So my time in Boone is up and im chill'n back in Chatty now. The trip was an overall success! Though i may not have climbed a couple lines i was really syked on, my time there was well worth it! As you saw earlier i left with a rather large tic list of boulders I was syked on completing. Now that i've returned the list has changed a smidge, and this is what i came home with.
- Preferential Treatment V10
- Big Booty Judy V10
- Beasley's Face Sit V11
- Portobello V9 Flash
- Ominous Roof V9 Flash
- Love Johnson v10
- Comfort Arete V10 FA
- Have Guns Keep Traveling V9 Flash
- Pure Wonder V8
- Now and Zen V10 2nd asc.
- Double Barrel V10 FA
- Big Brick V11 FA
- The Wataugan V12 FA
On day 5 we went to a really sick area called Spence's Ridge in the Linville Gorge. This is a new area to me, and i was MOST syked to check out what it had to offer. After the 40 minute hike down to the river we were completely surrounded by rock!
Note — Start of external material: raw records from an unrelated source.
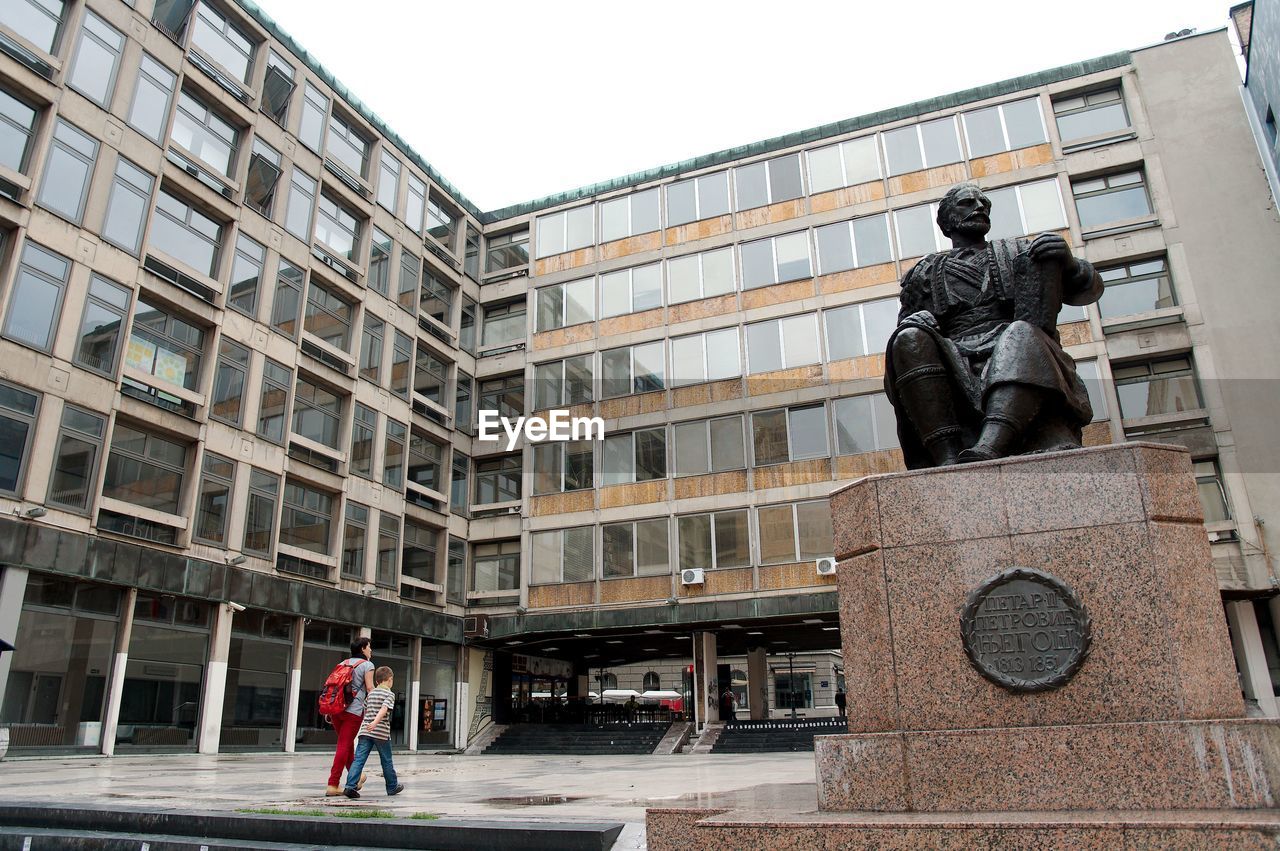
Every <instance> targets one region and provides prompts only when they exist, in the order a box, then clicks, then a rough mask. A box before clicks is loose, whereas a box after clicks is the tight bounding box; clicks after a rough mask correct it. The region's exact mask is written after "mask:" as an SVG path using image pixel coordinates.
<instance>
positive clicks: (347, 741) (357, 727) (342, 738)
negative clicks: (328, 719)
mask: <svg viewBox="0 0 1280 851" xmlns="http://www.w3.org/2000/svg"><path fill="white" fill-rule="evenodd" d="M330 720H332V722H333V728H334V729H335V731H338V751H337V752H335V754H334V755H333V768H332V769H329V786H338V781H340V779H342V772H343V769H347V768H351V760H353V759H355V758H356V732H357V731H358V729H360V715H353V714H351V713H349V712H340V713H338V714H337V715H334V717H333V718H330Z"/></svg>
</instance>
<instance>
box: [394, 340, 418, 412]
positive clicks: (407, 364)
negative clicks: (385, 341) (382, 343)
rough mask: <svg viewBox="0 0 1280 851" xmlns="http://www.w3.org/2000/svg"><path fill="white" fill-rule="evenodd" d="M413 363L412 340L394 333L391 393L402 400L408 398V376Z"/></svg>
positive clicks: (408, 379)
mask: <svg viewBox="0 0 1280 851" xmlns="http://www.w3.org/2000/svg"><path fill="white" fill-rule="evenodd" d="M412 361H413V340H412V338H410V337H408V335H407V334H402V333H401V331H398V330H397V331H396V333H394V337H393V338H392V386H390V389H392V393H394V394H396V395H398V397H401V398H402V399H407V398H408V385H410V374H411V370H412Z"/></svg>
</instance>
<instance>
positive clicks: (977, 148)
mask: <svg viewBox="0 0 1280 851" xmlns="http://www.w3.org/2000/svg"><path fill="white" fill-rule="evenodd" d="M961 119H963V122H964V132H965V138H966V139H968V142H969V156H970V157H978V156H988V155H991V154H1000V152H1001V151H1015V150H1018V148H1020V147H1030V146H1032V145H1043V143H1044V142H1047V141H1048V137H1046V134H1044V122H1043V120H1042V118H1041V110H1039V99H1038V97H1028V99H1024V100H1020V101H1014V102H1012V104H1001V105H1000V106H988V107H987V109H978V110H974V111H972V113H964V114H963V115H961Z"/></svg>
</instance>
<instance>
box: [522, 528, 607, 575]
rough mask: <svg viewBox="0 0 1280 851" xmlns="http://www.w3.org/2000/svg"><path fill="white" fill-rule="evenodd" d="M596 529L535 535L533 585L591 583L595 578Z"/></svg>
mask: <svg viewBox="0 0 1280 851" xmlns="http://www.w3.org/2000/svg"><path fill="white" fill-rule="evenodd" d="M594 531H595V530H594V529H593V527H590V526H580V527H577V529H562V530H557V531H553V532H534V535H532V571H531V576H530V582H531V584H534V585H541V584H547V582H590V581H591V580H593V578H595V558H594V550H595V546H594V541H593V540H591V539H593V537H594Z"/></svg>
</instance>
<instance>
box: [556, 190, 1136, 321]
mask: <svg viewBox="0 0 1280 851" xmlns="http://www.w3.org/2000/svg"><path fill="white" fill-rule="evenodd" d="M1073 192H1075V193H1076V209H1078V212H1079V215H1080V223H1082V227H1084V228H1085V229H1092V228H1096V227H1100V225H1103V224H1107V223H1112V221H1119V220H1125V219H1133V218H1135V216H1143V215H1148V214H1149V212H1151V205H1149V200H1148V197H1147V192H1146V187H1144V184H1143V180H1142V174H1140V173H1139V171H1130V173H1125V174H1115V175H1108V177H1106V178H1098V179H1092V180H1083V182H1076V183H1074V184H1073ZM987 196H988V197H989V198H991V202H992V214H991V233H989V234H988V235H989V237H991V238H993V239H996V238H1005V237H1020V235H1024V234H1036V233H1043V232H1048V230H1059V229H1062V228H1065V227H1066V225H1068V221H1066V212H1065V210H1064V207H1062V198H1061V193H1060V188H1059V182H1057V180H1056V179H1048V180H1037V182H1033V183H1024V184H1019V186H1011V187H1004V188H1000V189H991V191H989V192H987ZM937 207H938V205H937V202H933V203H923V205H916V206H913V207H904V209H901V210H895V211H892V212H891V214H888V212H881V214H874V215H869V216H860V218H856V219H851V220H847V221H837V223H833V224H828V225H822V227H818V228H813V229H812V234H813V235H812V237H810V230H797V232H795V233H787V234H782V235H777V237H767V238H764V239H754V241H751V242H744V243H740V244H737V246H736V251H735V246H726V247H723V248H714V250H712V251H703V252H698V253H691V255H684V256H680V257H672V258H668V260H666V261H659V262H653V264H646V265H643V266H634V267H630V269H620V270H616V271H609V273H603V274H600V275H596V276H595V278H585V279H581V280H572V282H566V283H559V284H552V285H549V287H541V288H539V289H538V290H536V292H538V324H536V330H539V331H547V330H553V329H557V328H563V326H567V325H576V324H580V322H589V321H593V320H595V319H596V317H599V319H608V317H611V316H620V315H623V314H632V312H639V311H644V310H650V308H654V307H662V306H663V305H664V303H667V305H677V303H682V302H689V301H695V299H699V298H710V297H713V296H721V294H726V293H731V292H735V290H736V289H739V288H741V289H744V290H745V289H754V288H758V287H768V285H772V284H778V283H786V282H791V280H801V279H805V278H812V276H814V275H815V274H817V275H831V274H835V273H840V271H846V270H850V269H859V267H864V266H872V265H877V264H883V262H891V261H893V260H895V258H910V257H918V256H920V255H925V253H931V252H934V251H946V250H948V248H950V247H951V241H950V239H947V238H946V237H943V235H942V232H941V230H938V228H937V225H936V220H937V211H938V210H937ZM891 220H892V235H891V233H890V230H891V228H890V223H891ZM735 260H736V269H735ZM664 280H666V298H664V292H663V283H664Z"/></svg>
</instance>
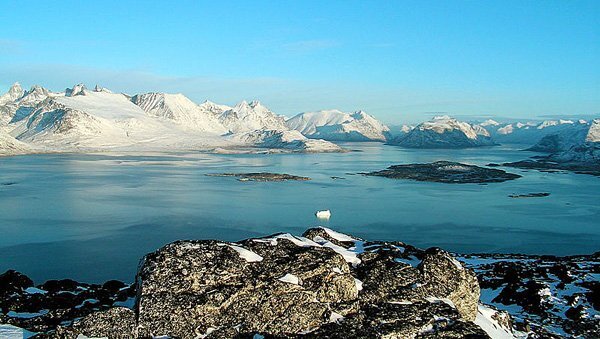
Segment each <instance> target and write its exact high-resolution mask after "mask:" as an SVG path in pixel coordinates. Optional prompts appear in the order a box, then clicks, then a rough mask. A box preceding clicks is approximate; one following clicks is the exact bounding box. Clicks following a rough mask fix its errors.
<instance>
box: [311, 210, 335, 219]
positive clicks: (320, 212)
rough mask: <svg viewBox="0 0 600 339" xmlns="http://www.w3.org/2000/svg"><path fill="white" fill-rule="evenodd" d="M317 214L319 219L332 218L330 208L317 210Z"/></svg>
mask: <svg viewBox="0 0 600 339" xmlns="http://www.w3.org/2000/svg"><path fill="white" fill-rule="evenodd" d="M315 216H316V217H317V218H319V219H325V220H329V218H331V211H330V210H323V211H317V212H316V213H315Z"/></svg>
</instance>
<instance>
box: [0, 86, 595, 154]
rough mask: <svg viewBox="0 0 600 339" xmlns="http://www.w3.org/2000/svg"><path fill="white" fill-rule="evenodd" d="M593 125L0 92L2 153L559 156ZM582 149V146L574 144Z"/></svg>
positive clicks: (102, 87)
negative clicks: (517, 154) (352, 142)
mask: <svg viewBox="0 0 600 339" xmlns="http://www.w3.org/2000/svg"><path fill="white" fill-rule="evenodd" d="M599 135H600V131H599V128H598V123H597V120H595V121H591V122H588V121H583V120H578V121H571V120H546V121H516V122H515V121H513V122H504V123H500V122H497V121H495V120H492V119H488V120H484V121H472V122H465V121H459V120H457V119H454V118H452V117H449V116H440V117H435V118H433V119H432V120H430V121H426V122H423V123H420V124H418V125H416V126H408V125H402V126H399V127H393V128H392V129H390V128H389V127H388V126H386V125H385V124H383V123H382V122H381V121H379V120H377V119H376V118H375V117H373V116H371V115H369V114H368V113H366V112H364V111H361V110H359V111H355V112H343V111H340V110H321V111H315V112H304V113H299V114H297V115H295V116H293V117H292V118H289V119H287V118H286V117H284V116H282V115H279V114H276V113H275V112H273V111H271V110H270V109H269V108H267V107H266V106H264V105H263V104H262V103H261V102H259V101H251V102H247V101H241V102H239V103H238V104H236V105H235V106H227V105H221V104H216V103H213V102H210V101H205V102H203V103H201V104H197V103H195V102H193V101H192V100H190V99H189V98H187V97H186V96H184V95H183V94H168V93H156V92H152V93H144V94H136V95H128V94H123V93H114V92H112V91H110V90H108V89H106V88H103V87H100V86H96V87H95V88H93V89H88V88H87V87H86V86H85V85H83V84H78V85H75V86H73V87H72V88H67V89H65V90H64V91H63V92H53V91H50V90H48V89H46V88H44V87H41V86H33V87H31V88H30V89H29V90H24V89H23V88H22V87H21V86H20V85H19V84H18V83H15V84H14V85H13V86H12V87H11V88H10V89H9V90H8V92H7V93H5V94H3V95H1V96H0V155H11V154H23V153H32V152H77V151H83V152H86V151H107V150H118V151H164V150H188V151H213V152H240V151H243V152H257V151H260V152H263V151H267V152H273V151H276V152H339V151H343V149H342V148H341V147H340V146H338V145H336V144H335V143H333V142H340V141H378V142H386V143H388V144H389V145H396V146H400V147H407V148H468V147H480V146H493V145H497V144H498V143H516V144H523V145H524V147H523V148H528V149H529V150H532V151H538V152H547V153H557V152H565V151H568V150H569V149H571V148H572V147H573V146H581V145H583V144H587V145H589V144H590V143H592V144H595V143H597V142H599ZM579 149H581V147H579Z"/></svg>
We warmed up at a cool boulder called The Patio Roof and I instantly got syked on a project that climbs straight out the center. Me, Rami and Nate worked out sum beta and I was able to finish it off calling it Big Brick, V11. Our bud Dalton got sum video, so hopefully we'll see that soon!
After this we walked down to one of the sickest roofs ive ever seen. And to top it all off there was a project coming straight out the middle dubbed the Glory Roof Project. The crux of this one revolved around a big ass swing from a fully stretched out position. After that you finish on a very insecure v9 to an easy mantle. Nate and I worked out the beta for a while and after almost giving up.. the crux beta finally clicked. I started to throw my shoes on and the wind picked up. Next go i held the swing and fell off the finish. Syked as shit i sat down, relaxed, and sent. I decided to call this boulder "The Wataugan" V12.. naming it after its founder Mike Stam. Before heading out to the gorge i watched a rad clip of him getting super close on it, and shortly after he had a devastating bicep injury which ultimately kept him from sending the problem. Props most definately goes out to him!
Then to finish off the day we all went over to try Pure Wonder, V8. Nate, Josh, and I all sent and we started trying an unrepeated Andrew Gearing Problem called Now and Zen, V10. I was able to finish, while nate got super close! Also, earlier in the day Josh spoted a new line on the now and zen boulder that was just screaming to be climbed!! We all worked out some beta and in the end i was able to complete the masterpiece! Very syked to say the least, i think this one could be one of my favorite boulders i've ever done. It climbs around 15 moves on rad pinches and crimps. On my last go of the day feeling tired as shit i was able to send. Which came as a huge surprise to me, so i couldn't have been happier. After this we hiked our asses out straight up hill for close to an hour. I booked it out, and just about threw up. My cardio is most definately not on its A game!
All in all the trip to Boone was sick good. I really enjoyed chill'n with Nate and Rami. Those mother fuckers are crazy as shit! Also enjoyed the company of the others who live with Nate. Theres a sick crew up there in Boone, and to me they symbolize what i think climbing should be.(Chill, and based on pure enjoyment of climbing some random rock) Thanks to everyone who showed me around, I can't wait to get back!